I want to create a table where the entries of various columns are 'pivoted' to column headers. The table is for reporting purposes - my users want to query data via Excel (using Microsoft Query), and the problem is that doing the pivoting in Excel makes the files unpractically large and slow even for moderately-sized data sets (~100k data points).
Consider the following example:
CREATE TABLE tt
(
"COMMODITY" VARCHAR2(4000 BYTE),
"MARKET" VARCHAR2(4000 BYTE),
"BID_ASK" VARCHAR2(4000 BYTE),
"PRICE" NUMBER
);
INSERT INTO tt VALUES ('Gold','US','Ask',1.1);
INSERT INTO tt VALUES ('Gold','US','Bid',1);
INSERT INTO tt VALUES ('Gold','EU','Ask',1.2);
INSERT INTO tt VALUES ('Gold','EU','Bid',1.1);
INSERT INTO tt VALUES ('Oil','US','Ask',11);
INSERT INTO tt VALUES ('Oil','US','Bid',10);
INSERT INTO tt VALUES ('Oil','EU','Ask',12);
INSERT INTO tt VALUES ('Oil','EU','Bid',11);
The output that I want to achieve would be something like (the exact column headers don't matter much):
COMMODITY 'US_Bid' 'US_Ask' 'EU_Bid' 'EU_Ask'
Gold 1 1.1 1.1 1.2
Oil 10 11 11 12
Now it is straightforward to pivot a single column:
SELECT * FROM
(
SELECT * FROM tt
)
PIVOT
(
SUM(PRICE)
FOR MARKET IN ('US','EU')
)
Which gives:
COMMODITY BID_ASK 'US' 'EU'
Gold Bid 1 1.1
Oil Bid 10 11
Oil Ask 11 12
Gold Ask 1.1 1.2
According to my research there is no syntax for directly pivoting multiple columns. There are some related questions (here, here or here), but I could not find a direct answer to my problem there. So I came up with the following solution:
SELECT * FROM
(
SELECT COMMODITY, CONCAT(CONCAT(MARKET,'_'),BID_ASK) AS MARKET_BID_ASK, PRICE FROM tt
)
PIVOT
(
SUM(PRICE)
FOR MARKET_BID_ASK IN ('US_Bid','US_Ask','EU_Bid','EU_Ask')
)
This produces exactly the desired output. However, I do not consider it a practical solution as the number of variables that I have to enter grows way too fast (in my real data set, I want to pivot more fields at once, all of which have many different values). I know that there exist dynamic pivots, however I am not sure whether this will work with Excel, and I would also like to keep the syntax as simple as possible, because the users will define queries on their own (I just want to provide a template query that they can adapt). So I tried to query the field names in the IN-clause:
SELECT * FROM
(
SELECT COMMODITY, CONCAT(CONCAT(MARKET,'_'),BID_ASK) AS MARKET_BID_ASK, PRICE FROM tt
)
PIVOT
(
SUM(PRICE)
FOR MARKET_BID_ASK IN
(
SELECT DISTINCT CONCAT(CONCAT(MARKET,'_'),BID_ASK) AS MARKET_BID_ASK FROM tt
)
)
I think that such a solution could be practical, because one could still constrain the variables queried without having to list all the concatenated options using LIKE-conditions in the subquery. However, I get an "ORA-00936 - missing expression" error with this query, even though subqueries should be legal here according to the documentation that I found.

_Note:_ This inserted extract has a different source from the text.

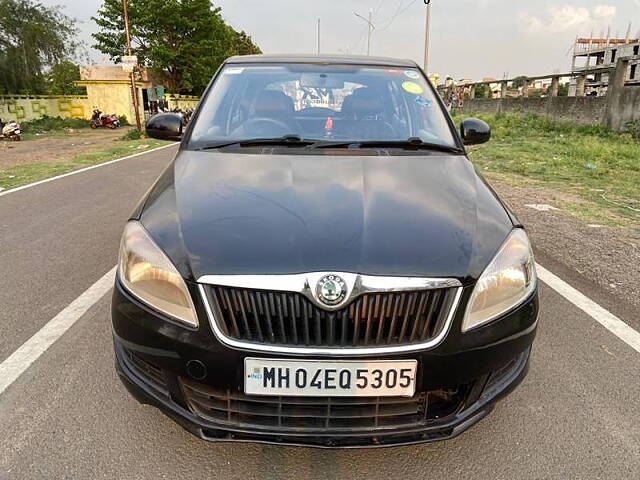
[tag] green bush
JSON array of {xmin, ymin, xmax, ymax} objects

You can pivot on multiple columns by enclosing the columns, and the sets of values, in parentheses:
SELECT * FROM
(
SELECT * FROM tt
)
PIVOT
(
SUM(PRICE)
FOR (MARKET, BID_ASK)
IN (('US', 'Bid') us_bid, ('US', 'Ask') us_ask, ('EU', 'Bid') eu_bid, ('EU', 'Ask') eu_ask)
);
COMMODITY US_BID US_ASK EU_BID EU_ASK
---------- ---------- ---------- ---------- ----------
Gold 1 1.1 1.1 1.2
Oil 10 11 11 12
but the value pairs still have to be known when the query is parsed, and this doesn't scale well if you have a lot of combinations of values.
Your only alternative is dynamic SQL, as you suspected, unless you can get Excel to process the result of an XML pivot - which I don't think is possible. With dynamic SQL you could perhaps have a function that does the query and pivot and returns a ref cursor, if Excel finds that easier to handle than the pivot query.